The band asks questions about Kashkin, wondering if Robert Jordan believes that a man can know what will happen in advance. Jordan tells Maria, who had liked Kashkin very much though she had been sick at the time, that Kashkin "was a good friend and comrade of mine ... I cared for him very much." Pilar points out that Jordan shot Kashkin, and Jordan explains that he did it at Kashkin's request because he was so badly wounded. He explains that Kashkin had seen terrible things at the front, and it had made him nervous and tired. Andrés asks again if Jordan believes that a man can know in advance what will happen to him, and Jordan says it's "ignorance and superstition." He says that "fear produces evil visions," and Primitivo says, "such as the airplanes today," while Pablo says softly, "Such as thy arrival." Jordan believes that Kashkin merely had a fear of the possibility of his being wounded and it "became an obsession." Pilar says that Kashkin smelled of death, and describes a combination of horrible smells that make up the smell of death. As Jordan goes to check the weather, he realizes that El Sordo will have left tracks in the snow if he has stolen horses.

Analysis

After all of the tension with Pablo, the talk of Kashkin seems to make the rest of the band almost suspicious of Robert Jordan who doesn't believe that Kashkin knew he would die. The horrible smells that Pilar describes disgust him, but he simply responds that it's a good thing he shot Kashkin if he had really smelled of death.

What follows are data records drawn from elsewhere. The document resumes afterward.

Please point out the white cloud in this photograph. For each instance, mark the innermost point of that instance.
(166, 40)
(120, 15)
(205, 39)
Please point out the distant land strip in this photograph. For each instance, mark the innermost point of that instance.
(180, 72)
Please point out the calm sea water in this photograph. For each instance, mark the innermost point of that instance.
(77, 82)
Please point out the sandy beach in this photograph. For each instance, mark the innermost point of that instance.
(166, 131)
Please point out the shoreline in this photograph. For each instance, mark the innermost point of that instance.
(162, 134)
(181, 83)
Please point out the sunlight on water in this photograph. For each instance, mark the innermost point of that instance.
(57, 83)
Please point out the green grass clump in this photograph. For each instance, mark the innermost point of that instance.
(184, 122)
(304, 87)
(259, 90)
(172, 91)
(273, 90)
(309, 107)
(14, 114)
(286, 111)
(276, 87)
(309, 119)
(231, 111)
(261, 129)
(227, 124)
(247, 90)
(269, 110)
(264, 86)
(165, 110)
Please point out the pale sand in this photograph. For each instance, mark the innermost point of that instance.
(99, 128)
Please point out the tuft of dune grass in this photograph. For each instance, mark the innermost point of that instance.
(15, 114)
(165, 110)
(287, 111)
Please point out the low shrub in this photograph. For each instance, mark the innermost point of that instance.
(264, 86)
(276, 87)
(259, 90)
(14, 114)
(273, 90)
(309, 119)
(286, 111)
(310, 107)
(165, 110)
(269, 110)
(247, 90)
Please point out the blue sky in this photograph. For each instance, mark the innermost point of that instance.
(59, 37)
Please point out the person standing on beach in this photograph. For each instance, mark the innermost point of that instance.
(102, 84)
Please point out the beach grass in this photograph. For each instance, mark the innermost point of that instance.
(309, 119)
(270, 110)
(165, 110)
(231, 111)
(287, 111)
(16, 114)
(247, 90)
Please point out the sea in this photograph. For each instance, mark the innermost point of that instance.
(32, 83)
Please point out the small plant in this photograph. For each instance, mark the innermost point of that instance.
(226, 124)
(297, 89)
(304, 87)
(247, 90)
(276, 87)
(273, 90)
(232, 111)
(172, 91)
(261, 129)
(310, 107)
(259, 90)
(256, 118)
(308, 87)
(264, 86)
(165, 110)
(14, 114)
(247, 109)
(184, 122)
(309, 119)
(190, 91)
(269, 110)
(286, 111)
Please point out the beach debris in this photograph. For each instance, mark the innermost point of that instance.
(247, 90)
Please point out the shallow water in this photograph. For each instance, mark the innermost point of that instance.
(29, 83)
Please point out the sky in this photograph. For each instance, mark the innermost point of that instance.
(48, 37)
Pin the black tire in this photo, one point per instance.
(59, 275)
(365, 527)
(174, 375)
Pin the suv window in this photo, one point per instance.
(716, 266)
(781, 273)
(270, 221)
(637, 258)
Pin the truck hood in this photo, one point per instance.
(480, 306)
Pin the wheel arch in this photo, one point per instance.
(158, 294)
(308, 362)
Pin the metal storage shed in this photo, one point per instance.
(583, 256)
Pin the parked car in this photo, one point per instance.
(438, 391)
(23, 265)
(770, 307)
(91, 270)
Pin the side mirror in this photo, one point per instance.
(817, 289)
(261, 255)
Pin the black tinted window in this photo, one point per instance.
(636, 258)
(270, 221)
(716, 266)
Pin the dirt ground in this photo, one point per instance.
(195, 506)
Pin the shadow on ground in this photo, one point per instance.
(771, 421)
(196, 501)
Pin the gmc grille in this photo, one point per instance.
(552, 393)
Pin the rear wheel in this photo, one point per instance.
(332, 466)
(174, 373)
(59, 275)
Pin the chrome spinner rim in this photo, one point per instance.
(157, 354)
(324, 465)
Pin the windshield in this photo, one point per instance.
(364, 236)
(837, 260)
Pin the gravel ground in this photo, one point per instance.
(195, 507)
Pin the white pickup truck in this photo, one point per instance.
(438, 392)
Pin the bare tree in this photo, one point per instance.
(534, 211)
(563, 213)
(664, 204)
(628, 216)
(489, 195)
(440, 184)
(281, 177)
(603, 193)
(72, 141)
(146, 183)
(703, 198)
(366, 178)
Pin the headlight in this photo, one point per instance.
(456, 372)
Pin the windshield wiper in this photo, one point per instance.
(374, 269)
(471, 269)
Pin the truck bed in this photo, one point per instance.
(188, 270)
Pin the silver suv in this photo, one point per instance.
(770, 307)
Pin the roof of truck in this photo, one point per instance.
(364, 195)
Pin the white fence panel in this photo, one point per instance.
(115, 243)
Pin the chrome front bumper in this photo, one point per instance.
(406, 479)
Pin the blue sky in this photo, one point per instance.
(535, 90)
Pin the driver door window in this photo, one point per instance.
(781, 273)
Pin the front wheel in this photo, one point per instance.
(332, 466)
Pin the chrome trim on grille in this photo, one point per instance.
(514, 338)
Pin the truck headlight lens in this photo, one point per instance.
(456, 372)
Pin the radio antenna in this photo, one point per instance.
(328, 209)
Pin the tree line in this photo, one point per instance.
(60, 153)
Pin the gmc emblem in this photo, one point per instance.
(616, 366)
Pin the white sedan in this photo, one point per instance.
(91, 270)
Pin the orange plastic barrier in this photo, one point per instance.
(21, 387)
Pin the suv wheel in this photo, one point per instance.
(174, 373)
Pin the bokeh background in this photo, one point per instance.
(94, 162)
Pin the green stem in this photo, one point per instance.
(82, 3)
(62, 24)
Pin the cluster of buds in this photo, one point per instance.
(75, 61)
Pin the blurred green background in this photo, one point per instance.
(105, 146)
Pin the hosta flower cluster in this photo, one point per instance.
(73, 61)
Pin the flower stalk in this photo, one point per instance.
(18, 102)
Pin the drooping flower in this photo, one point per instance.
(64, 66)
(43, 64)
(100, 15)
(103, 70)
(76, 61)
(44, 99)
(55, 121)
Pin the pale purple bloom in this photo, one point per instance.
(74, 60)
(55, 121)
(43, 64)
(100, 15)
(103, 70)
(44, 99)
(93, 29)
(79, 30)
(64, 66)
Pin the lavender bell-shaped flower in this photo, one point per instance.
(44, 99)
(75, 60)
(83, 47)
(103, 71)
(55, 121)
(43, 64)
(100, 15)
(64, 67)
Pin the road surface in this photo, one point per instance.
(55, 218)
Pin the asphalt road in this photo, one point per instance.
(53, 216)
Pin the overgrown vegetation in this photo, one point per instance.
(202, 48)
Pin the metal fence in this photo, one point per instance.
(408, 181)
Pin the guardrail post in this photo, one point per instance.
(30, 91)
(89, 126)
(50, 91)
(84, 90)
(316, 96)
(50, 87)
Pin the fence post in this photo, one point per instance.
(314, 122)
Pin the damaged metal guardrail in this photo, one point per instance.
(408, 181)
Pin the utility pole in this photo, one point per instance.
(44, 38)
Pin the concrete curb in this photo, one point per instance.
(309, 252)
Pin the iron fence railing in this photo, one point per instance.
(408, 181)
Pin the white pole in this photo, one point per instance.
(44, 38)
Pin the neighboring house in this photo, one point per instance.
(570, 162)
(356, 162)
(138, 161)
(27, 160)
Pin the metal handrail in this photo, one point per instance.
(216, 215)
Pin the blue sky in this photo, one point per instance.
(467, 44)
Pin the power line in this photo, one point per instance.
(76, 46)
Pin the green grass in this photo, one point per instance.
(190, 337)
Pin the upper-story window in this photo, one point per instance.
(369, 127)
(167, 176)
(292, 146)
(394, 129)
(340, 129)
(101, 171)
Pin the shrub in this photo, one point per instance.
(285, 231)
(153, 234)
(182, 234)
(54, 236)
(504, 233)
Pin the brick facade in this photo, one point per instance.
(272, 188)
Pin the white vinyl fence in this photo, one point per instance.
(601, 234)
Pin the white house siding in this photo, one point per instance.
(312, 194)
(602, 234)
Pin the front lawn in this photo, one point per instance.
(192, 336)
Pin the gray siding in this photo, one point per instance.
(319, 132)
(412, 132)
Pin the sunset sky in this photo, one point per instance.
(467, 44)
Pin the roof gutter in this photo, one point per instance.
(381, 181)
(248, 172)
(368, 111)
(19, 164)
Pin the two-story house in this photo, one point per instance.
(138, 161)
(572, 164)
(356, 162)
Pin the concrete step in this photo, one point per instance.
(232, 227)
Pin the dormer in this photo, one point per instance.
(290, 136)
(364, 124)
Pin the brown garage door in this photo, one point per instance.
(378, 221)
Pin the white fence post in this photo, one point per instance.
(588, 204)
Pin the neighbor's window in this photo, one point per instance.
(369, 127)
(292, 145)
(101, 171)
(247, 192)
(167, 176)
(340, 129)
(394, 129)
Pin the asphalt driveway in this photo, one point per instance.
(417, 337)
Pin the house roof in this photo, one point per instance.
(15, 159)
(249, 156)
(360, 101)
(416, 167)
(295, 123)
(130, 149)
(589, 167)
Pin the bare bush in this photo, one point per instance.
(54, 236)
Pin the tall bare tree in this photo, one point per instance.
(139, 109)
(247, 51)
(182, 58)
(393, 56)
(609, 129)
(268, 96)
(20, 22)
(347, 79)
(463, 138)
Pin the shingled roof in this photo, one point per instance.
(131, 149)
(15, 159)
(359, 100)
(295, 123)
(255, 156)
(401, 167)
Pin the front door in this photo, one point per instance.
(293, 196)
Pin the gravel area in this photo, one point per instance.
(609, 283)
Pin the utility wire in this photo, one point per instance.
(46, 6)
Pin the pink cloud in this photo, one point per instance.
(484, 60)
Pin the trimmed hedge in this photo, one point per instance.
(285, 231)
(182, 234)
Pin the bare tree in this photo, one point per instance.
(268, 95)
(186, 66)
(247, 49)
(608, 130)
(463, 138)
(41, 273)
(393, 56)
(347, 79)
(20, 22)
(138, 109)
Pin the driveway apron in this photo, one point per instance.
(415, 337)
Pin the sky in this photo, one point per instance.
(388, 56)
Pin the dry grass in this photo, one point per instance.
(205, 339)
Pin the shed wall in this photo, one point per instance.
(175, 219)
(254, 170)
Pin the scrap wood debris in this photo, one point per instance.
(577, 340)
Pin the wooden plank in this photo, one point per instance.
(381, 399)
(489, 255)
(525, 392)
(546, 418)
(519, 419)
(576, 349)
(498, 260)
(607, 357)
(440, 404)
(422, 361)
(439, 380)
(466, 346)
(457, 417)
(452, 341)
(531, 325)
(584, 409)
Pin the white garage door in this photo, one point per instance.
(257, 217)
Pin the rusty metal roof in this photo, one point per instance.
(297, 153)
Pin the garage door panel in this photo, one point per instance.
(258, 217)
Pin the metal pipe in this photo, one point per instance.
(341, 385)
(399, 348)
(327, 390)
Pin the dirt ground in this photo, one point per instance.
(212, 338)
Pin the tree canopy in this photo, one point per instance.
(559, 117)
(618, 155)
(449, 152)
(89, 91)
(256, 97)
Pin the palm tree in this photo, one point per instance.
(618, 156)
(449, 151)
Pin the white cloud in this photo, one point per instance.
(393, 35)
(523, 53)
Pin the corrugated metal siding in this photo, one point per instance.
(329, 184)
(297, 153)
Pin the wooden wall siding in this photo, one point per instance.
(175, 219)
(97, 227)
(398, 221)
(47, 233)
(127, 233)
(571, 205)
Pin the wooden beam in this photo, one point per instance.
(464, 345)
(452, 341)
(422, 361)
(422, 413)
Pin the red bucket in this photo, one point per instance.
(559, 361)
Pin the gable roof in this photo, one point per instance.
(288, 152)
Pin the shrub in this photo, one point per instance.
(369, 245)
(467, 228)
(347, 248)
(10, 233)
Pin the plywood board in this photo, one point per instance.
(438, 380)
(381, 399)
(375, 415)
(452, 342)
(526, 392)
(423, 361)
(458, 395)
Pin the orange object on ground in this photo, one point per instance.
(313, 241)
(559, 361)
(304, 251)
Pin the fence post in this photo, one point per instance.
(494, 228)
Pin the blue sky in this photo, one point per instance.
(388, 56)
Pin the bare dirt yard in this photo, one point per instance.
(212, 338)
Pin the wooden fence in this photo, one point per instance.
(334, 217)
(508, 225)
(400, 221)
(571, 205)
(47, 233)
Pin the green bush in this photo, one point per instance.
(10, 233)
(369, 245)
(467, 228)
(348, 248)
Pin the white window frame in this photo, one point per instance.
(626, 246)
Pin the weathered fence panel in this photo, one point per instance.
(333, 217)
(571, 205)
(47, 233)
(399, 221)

When Pablo says Jordan's arrival was a bad sign, it is interesting to note the tone of his voice is described as soft and not at all provocative. He is simply saying what he believes and observes, without any malice. This may be because Jordan was willing to shoot Kashkin, a good friend, to save him from a slow and painful death. The band also has a better understanding of why Kashkin was so nervous, because they know of the horrible battles he was in and what he must have seen there. The theme of the horrors of war is expressed in their effects on Kashkin as he tried to complete a mission and failed to do it well.